Sorry if that reduces to tatters your master plan for getting all the turkey sandwiches and juice you could demand while you wait for the CT scan of your weekly abdominal pain, and enough blankets to shelter a tribe of Inuits on the tundra north of the Arctic Circle, plus enough sympathy from your friends and relatives over your tragic plight to redeem your broken childhood, and a never-ending fountain of opiates to make life's slings and arrows bearable, and all delivered to you on bended knee by your personal butlers and maids of the white-tiled linoleum palace you see as your private hotel, which we all call the ER we work in.

But see, it's like this:
even if you go, that only leaves 145,999 of your friends and neighbors, of the 400 people daily and nightly who literally darken our doorstep, who I'll have to fall back on to provide me with something to do, professional and personal satisfaction, and the resultant paychecks.

In fact, if someone stormed out in a huff every 15 minutes, 24/7/365, I'd be forced to console myself with the fact that we'd go from being one of the busiest ERs in the country, to only one of the Top 100. O, the shame, the ignominy of it all! 
And since most of you are paying for your visit, when you do at all, with money taken out of my paycheck to pay for it, frankly, my back's been hurting for a while just from carrying you all for so long, so you going away isn't killing me, and in all likelihood, you either.
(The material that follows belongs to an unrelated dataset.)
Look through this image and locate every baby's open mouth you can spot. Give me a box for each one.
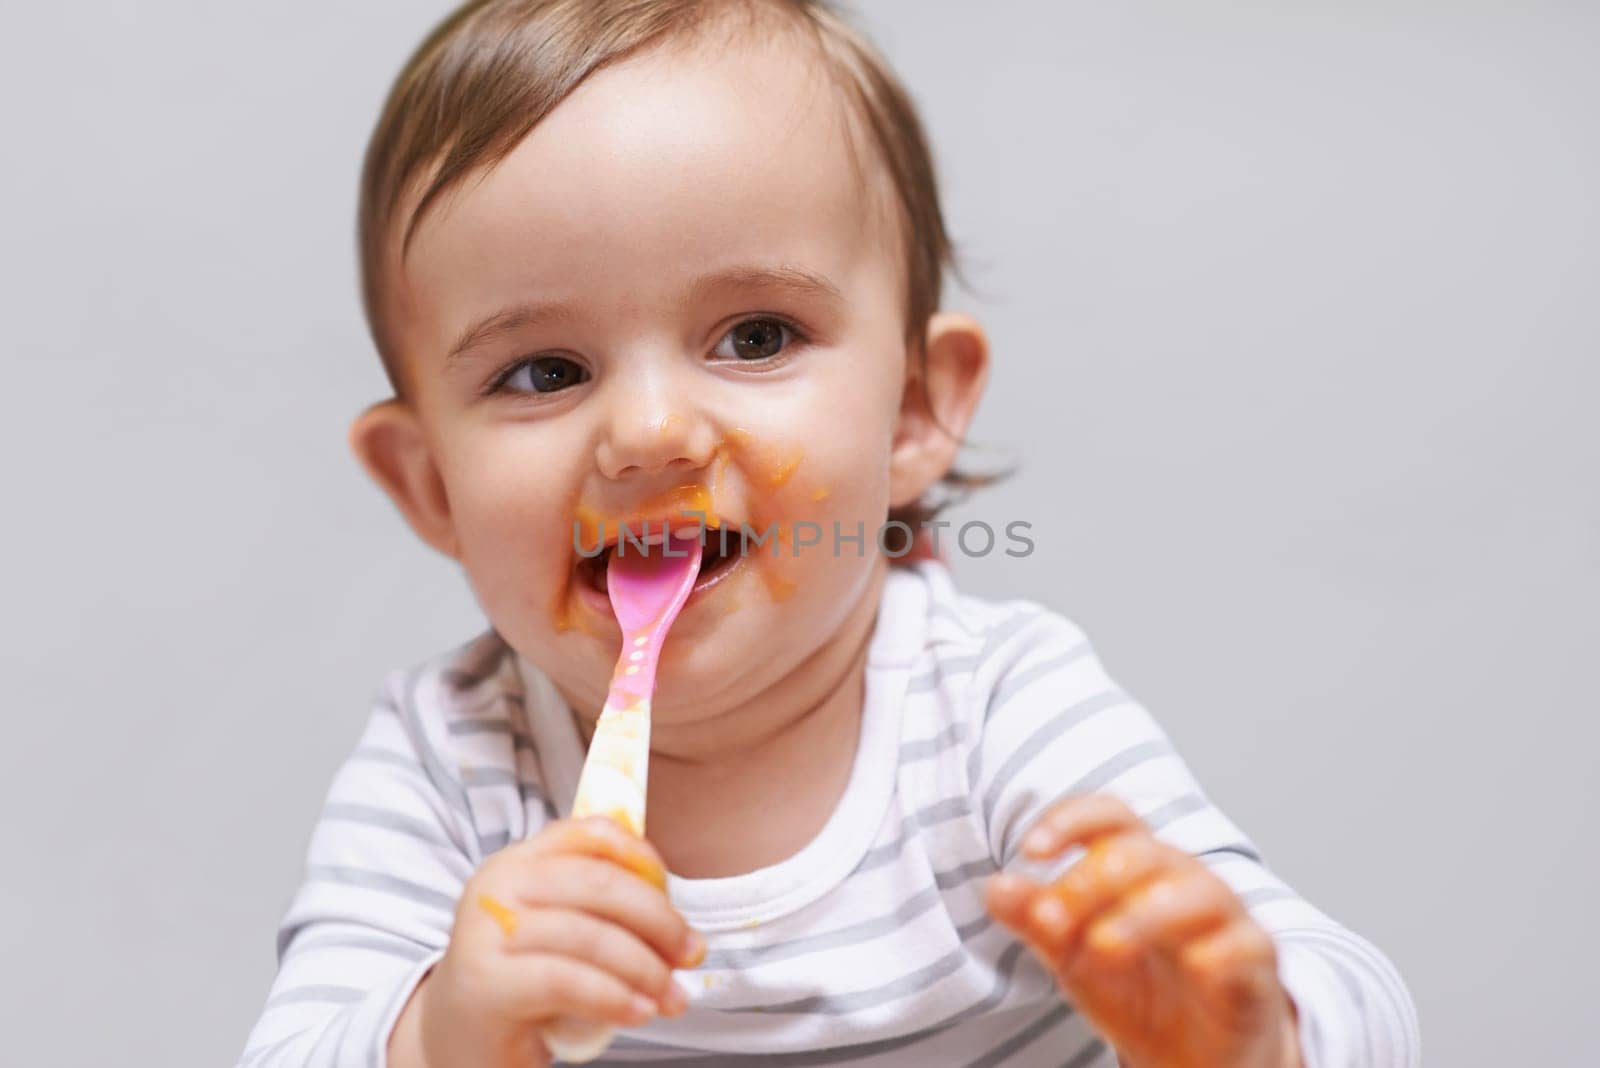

May I suggest further that you take advantage of all the electronic gadgetry you tote around, and further decry our horrible insensitivity on Yelp, Twitter, and the local Restaurant Guide, and tell all the other whiny crybabies of your tribe out there that we suck harder than a thirsty elephant, and give service lower than whale droppings in the Marianas Trench.
If perhaps you could also tell the jacktards from Press Ganey that as well, maybe you could single-handedly induce the dipwads who pay for your shenanigans to stop reimbursing us for folks like you, and force us into the shame of only seeing people who actually retired from or still work at actual jobs to afford the healthcare they consume, pretty much like happened from the dawn of time until 2009, or perhaps even speed the demise of relying on how you feel about your hospital experience, rather than such worthless metrics as how many people we see, how many of them survive and improve, and how few of them get sicker, get infections from us, or have the gall to die under, let alone as a result of, our actual care. Because what could all THAT matter when compared to the unimaginable platinum and diamond-encrusted magnitude of your pwecious feeeeeewings?

And as you leave, could I possibly be allowed to reveal to you, that when everyone from your first pre-school teacher, to the principal who handed you your social promotion diploma, told you every day in every way that you were the Most Special Snowflake The Universe Ever Created, that they were lying their fool @$$#$ off, right through their teeth?

And thanks for choosing Callous Bastard Hospital for your healthcare needs today.


Sadly, despite the promise in your little hissyfit, we know that you'll be back again another time with the predictability of the tides.






2 comments:

  1. I'm not sure how one of my coworkers came across this, but I'm glad she did. She and I have shared it with everyone we work with. I'd like now to present to you a slow clap that erupts into a standing ovation from our small community ER in southern MA. Well done.